Posted by Tania Kindersley.
Those of you who have ever read Don't Tell Alfred by Nancy Mitford will remember the great scene when the Radletts came to visit Fanny in her small house in Oxford. They did what she called exclaiming. Everything was of the most wondrous, in their eyes. They loved the little room, the Fuller's cake, the plain curtains.
I have been madly attempting to wrangle some order from the shaming muddle of my domestic arrangements, all week, in anticipation of my guests. I need not have worried. Here is what the two smallest visitors (aged five and seven) said:
We love your dogs.
We missed your dogs.
Can we borrow your dogs?
Can the dogs sleep in the bed with us?
We love the pictures on your walls.
Oh, oh, is that a picture of Daddy? That's Daddy.
I want to sleep in that bed. That's my favourite bed.
We like stroking the dogs' ears, because they are so soft.
I hear all this and I think:
What on earth was I ever worrying about?
Once the children went to bed, the grown-ups ate lamb medallions with red wine and quince sauce, drank 2005 claret, and laughed and laughed. Sometimes I do wonder about all the things I fret over, and wonder what is the point. Still, it is important that the visitors have water by the bed, flowers to look at, a pretty tin filled with sweet and savoury biscuits, in case they should awake, starving, in the middle of the night, twenty-three copies of old Vanity Fairs, and a discrete selection of diverting reading. I give a lot of thought to the books I put on their bedside tables.

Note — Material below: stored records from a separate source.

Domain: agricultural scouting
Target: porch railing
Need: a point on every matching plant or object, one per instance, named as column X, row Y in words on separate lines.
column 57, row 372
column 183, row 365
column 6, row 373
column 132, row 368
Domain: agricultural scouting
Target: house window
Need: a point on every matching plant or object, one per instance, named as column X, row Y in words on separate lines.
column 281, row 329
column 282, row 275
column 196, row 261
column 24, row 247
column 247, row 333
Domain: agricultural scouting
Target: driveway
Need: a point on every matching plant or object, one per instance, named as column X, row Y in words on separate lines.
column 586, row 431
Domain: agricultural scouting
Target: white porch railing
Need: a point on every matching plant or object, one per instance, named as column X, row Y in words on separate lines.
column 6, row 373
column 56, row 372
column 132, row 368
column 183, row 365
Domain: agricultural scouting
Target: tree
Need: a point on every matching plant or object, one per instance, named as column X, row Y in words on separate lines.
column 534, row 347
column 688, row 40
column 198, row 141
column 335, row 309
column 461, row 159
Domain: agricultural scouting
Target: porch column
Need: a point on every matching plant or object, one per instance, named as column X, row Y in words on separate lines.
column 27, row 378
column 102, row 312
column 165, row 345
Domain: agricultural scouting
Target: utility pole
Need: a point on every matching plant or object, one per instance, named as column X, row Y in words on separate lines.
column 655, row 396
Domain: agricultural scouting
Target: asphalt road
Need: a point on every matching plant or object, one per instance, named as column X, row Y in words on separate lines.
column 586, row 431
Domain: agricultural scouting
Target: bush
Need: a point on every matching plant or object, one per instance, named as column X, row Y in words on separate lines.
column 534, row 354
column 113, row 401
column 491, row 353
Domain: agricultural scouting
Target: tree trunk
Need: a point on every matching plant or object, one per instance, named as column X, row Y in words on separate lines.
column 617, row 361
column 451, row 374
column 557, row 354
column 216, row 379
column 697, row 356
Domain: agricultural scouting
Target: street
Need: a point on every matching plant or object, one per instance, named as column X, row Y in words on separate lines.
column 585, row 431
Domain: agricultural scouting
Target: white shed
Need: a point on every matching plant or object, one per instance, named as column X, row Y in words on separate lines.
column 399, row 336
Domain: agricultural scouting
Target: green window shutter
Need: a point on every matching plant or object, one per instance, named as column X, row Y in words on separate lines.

But really, all that matters is that they are old friends, and I have known their babies since they were born.
Here is the house, at its most respectable:
And here is the lovely younger niece, who came to help me arrange everything at the last minute, when I was starting to panic:
It's late now, and my brain is a little fogged, from all that organising, but I do start to think that, in the end, it is all about family: both the one you are born into, and the ones you adopt and choose. It's about the small people you have known forever, and watched grow up, who rush into your still slightly muddly house and say: please, please, can the dogs sleep on our bed? It's obviously also about dark matter, and geo-politics, and the unmapped parts of the brain, but sometimes that sweet, touching stuff is what keep your heart beating. I hate to say it, because it sounds like a bumper sticker or a Hallmark card, but it really is about the Love.